More about: The Prussian System of Schooling

by Sasha Alyson

In The Origin of Modern Schooling, I listed certain characteristics of the schooling that children around the world experience:

  • Children are required to attend.
  • It runs from kindergarten to grade 12.
  • Students are divided by age, not by what they need or want to learn, nor by what they’ve already learned.
  • The teacher is the authority. The children provide empty heads which the teacher is paid to fill.
  • There is little or no opportunity for students to explore a subject in depth, to develop a passion, to hone a skill. There’s an hour for one subject, then an hour for another.
  • Teachers are considered qualified if, and only if, they have the required certificate.
  • Whether they can teach well is irrelevant.
  • Whether they love or hate children is irrelevant.
  • Whether childhood is a happy time is irrelevant. That’s not on the spreadsheet.
  • Curriculum is fixed, and taught at a fixed rate, even if that doesn’t work for some students… even if it doesn’t work for anybody at all.
  • There is little or no recognition of superb teachers.
  • It centers around a standardized curriculum and lesson plans, not real-life experiences.
  • Students and teachers alike believe that the main purpose of school is preparing students to pass the exam.

These, I wrote, evolved from the system which was created in Prussia more than two centuries ago.

A number of readers have challenged this, or asked for details. For others who are skeptical, here are my responses to the most frequent comments and criticisms from readers.
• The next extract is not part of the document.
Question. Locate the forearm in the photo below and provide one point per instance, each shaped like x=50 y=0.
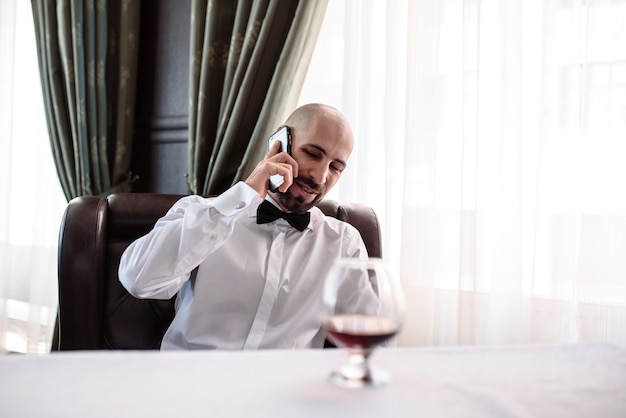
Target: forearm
x=157 y=264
“You missed (fill in the blank).”

Correct. A three-minute history of modern schooling is going to miss more than a few details. It’s going to miss entire chapters! This is an overview, addressing the question: How did so many bad ideas about “education” come together in schools around the world? From what I can learn, the answer is that these schools can trace their lineage back to the Prussian system.

“Schools existed long before Prussia did.”

Absolutely. The gurukul of India are often mentioned; also Plato’s academy, and others. But these generally were set up with learning as their primary goal. Generally they were voluntary; students were not required to attend, they wanted to do so. Often teachers were not paid, or received donations; they wanted to transmit knowledge and wisdom. This is the antithesis of the system that is widespread today, in which children are required to attend, even where it obviously does them no good. I find no linkage to suggest that these early learning-focused schools were the foundation for what we have today.

“Others had compulsory education before the Prussians.”

“Fake News,” announced one critic. “Massachusetts had compulsory schooling law in 1642.” Wrong. The 1642 law required that parents teach their children to read, which is quite the opposite of requiring that parents send their children to schools where quite possibly the child will not learn to read.

Even where schooling was compulsory, the law often wasn’t enforced. In the late 20th century, many developing countries also had compulsory schooling laws, but in reality, attendance was up to the parents and child until the U.N. began a strong push, in the 1990s, to get all children into schools, even as it paid no attention to whether they learned anything.

“Your list of school characteristics has a lot of generalizations.”

That’s going to happen, when we list characteristics of schools around the world. Generalization is useful as long as we understand its limitations.

For five years, I’ve been looking at school systems throughout the world, especially in developing countries where policies are heavily shaped by U.N. agencies and Western NGOs. In these countries, the features I list are widespread. In most wealthy countries, poorer children attend schools with these characteristics, while those from wealthier families attend quite different schools which focus on developing initiative, leadership, critical thinking, self-confidence, as well as covering the basics more thoroughly. (Yes, there are exceptions, notably in Scandinavia.)

I ran a Twitter poll recently in fifteen diverse countries, asking: What do your schools focus on? A decisive majority said their schools primarily teach children to pass tests. It’s not surprising that this focus leads to the characteristics I’ve mentioned. (Poll detail: What do your schools teach?)